In February 2020, Sambo testified before the Zondo Commission of Inquiry into state capture in Parktown, Johannesburg, as part of its investigation into South African Airways management.

== SRS Aviation ==
SRS Aviation offers jet and helicopter rental services, air cargo charter, tourist transfers, general air security, medical evacuation and other aero services. SRS Aviation is the first black female owned aviation company in South Africa. SRS Aviation rapidly evolved from a small-scale operation into a comprehensive aviation enterprise. In 2006, following a successful inspection by the South African Civil Aviation Authority, her company was awarded an Air Operating Certificate.

Since it conception in 2004, the company diversified its services to include VIP charter flights, air cargo charters, tourist transfers, medical evacuations, aerial photography, and general aviation security services. By 2010, SRS Aviation had expanded into retail, opening a chain of stores across South Africa’s airport network, thereby solidifying its presence in the industry.

== Achievements ==
Sibongile works as a motivational speaker and mentor. She advocates for gender equality and youth empowerment, using her story to inspire others. She is the first black female to be on the (Commercial Aerospace Manufacturing Association of South Africa) CAMASA board.

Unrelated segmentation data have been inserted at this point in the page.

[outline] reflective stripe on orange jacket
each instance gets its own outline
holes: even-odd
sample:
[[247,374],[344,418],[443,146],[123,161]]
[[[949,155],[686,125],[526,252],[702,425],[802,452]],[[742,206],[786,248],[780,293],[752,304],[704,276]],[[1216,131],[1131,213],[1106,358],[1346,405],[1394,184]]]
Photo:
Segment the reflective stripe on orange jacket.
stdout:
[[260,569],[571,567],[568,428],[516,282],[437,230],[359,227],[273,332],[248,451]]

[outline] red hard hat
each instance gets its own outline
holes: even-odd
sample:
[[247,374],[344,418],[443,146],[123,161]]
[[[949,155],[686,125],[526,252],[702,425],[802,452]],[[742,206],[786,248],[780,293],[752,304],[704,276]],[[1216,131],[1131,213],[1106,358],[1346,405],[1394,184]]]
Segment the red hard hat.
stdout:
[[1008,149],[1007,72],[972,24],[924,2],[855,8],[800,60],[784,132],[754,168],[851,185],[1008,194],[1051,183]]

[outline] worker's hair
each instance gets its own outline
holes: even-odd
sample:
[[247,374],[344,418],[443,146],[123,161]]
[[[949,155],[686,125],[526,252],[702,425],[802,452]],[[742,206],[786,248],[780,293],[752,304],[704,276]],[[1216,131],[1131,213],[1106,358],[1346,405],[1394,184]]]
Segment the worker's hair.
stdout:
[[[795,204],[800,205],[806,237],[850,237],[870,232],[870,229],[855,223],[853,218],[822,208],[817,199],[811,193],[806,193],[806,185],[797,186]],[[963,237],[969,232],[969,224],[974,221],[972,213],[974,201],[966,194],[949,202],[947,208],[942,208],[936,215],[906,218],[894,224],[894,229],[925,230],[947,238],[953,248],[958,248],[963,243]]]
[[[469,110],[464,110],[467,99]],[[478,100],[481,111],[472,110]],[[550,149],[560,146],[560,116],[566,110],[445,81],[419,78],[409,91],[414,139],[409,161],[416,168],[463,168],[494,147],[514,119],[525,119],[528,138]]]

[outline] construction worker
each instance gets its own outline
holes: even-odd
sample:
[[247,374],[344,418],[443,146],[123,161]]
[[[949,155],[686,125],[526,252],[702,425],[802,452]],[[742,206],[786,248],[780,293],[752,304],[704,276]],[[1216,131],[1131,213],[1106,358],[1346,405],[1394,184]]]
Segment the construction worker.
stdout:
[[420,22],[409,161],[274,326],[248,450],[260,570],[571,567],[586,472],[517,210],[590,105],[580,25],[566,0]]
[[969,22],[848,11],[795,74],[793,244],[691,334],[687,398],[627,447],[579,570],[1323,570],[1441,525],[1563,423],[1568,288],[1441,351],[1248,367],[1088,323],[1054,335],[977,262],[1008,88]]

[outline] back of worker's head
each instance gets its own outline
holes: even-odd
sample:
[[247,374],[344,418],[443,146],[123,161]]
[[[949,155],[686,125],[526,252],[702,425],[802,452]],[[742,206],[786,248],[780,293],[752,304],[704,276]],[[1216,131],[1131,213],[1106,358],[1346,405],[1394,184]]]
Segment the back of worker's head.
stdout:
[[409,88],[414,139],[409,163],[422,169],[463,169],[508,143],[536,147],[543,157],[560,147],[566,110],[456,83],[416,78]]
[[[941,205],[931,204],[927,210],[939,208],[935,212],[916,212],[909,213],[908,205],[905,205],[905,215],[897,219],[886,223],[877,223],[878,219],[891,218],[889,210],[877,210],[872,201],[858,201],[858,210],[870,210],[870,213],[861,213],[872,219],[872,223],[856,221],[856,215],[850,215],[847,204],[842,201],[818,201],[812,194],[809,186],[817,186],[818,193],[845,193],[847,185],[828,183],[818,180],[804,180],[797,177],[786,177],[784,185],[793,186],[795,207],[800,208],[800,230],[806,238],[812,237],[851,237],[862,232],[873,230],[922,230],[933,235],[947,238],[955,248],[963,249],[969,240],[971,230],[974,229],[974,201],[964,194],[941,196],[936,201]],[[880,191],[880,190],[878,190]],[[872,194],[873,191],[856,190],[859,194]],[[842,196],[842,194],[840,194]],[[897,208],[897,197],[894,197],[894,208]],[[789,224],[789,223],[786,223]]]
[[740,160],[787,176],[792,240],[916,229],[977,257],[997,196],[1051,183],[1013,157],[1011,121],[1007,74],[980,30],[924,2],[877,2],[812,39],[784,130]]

In 2006, Sibongile won the BWA’s Regional Businesswomen of the Year award (Start-up category), the BIBA (Black Woman in Business Awards) in London, and the Impumelelo Top Female Entrepreneur award, and she was also a finalist at the Cosmopolitan Movers of the Year in 2007. Sambo was named on the "20 Young Power Women in Africa 2013" list.

== Education ==
She graduated from the University of Zululand where she obtained her Bachelor's degree in Administration. She later furthered her studies in Management and Technology from the same institution. She has Bachelor of Administration Honours and Advanced programme in Organisational Development from Unisa. She holds a Marketing certificate from Institute of Marketing Management. She holds a Mining Executive Preparation Programme from Wits. She also completed an International Executive Development Programme NQF 8 at Gordon Business Schools (Gibs) and Rollins College USA.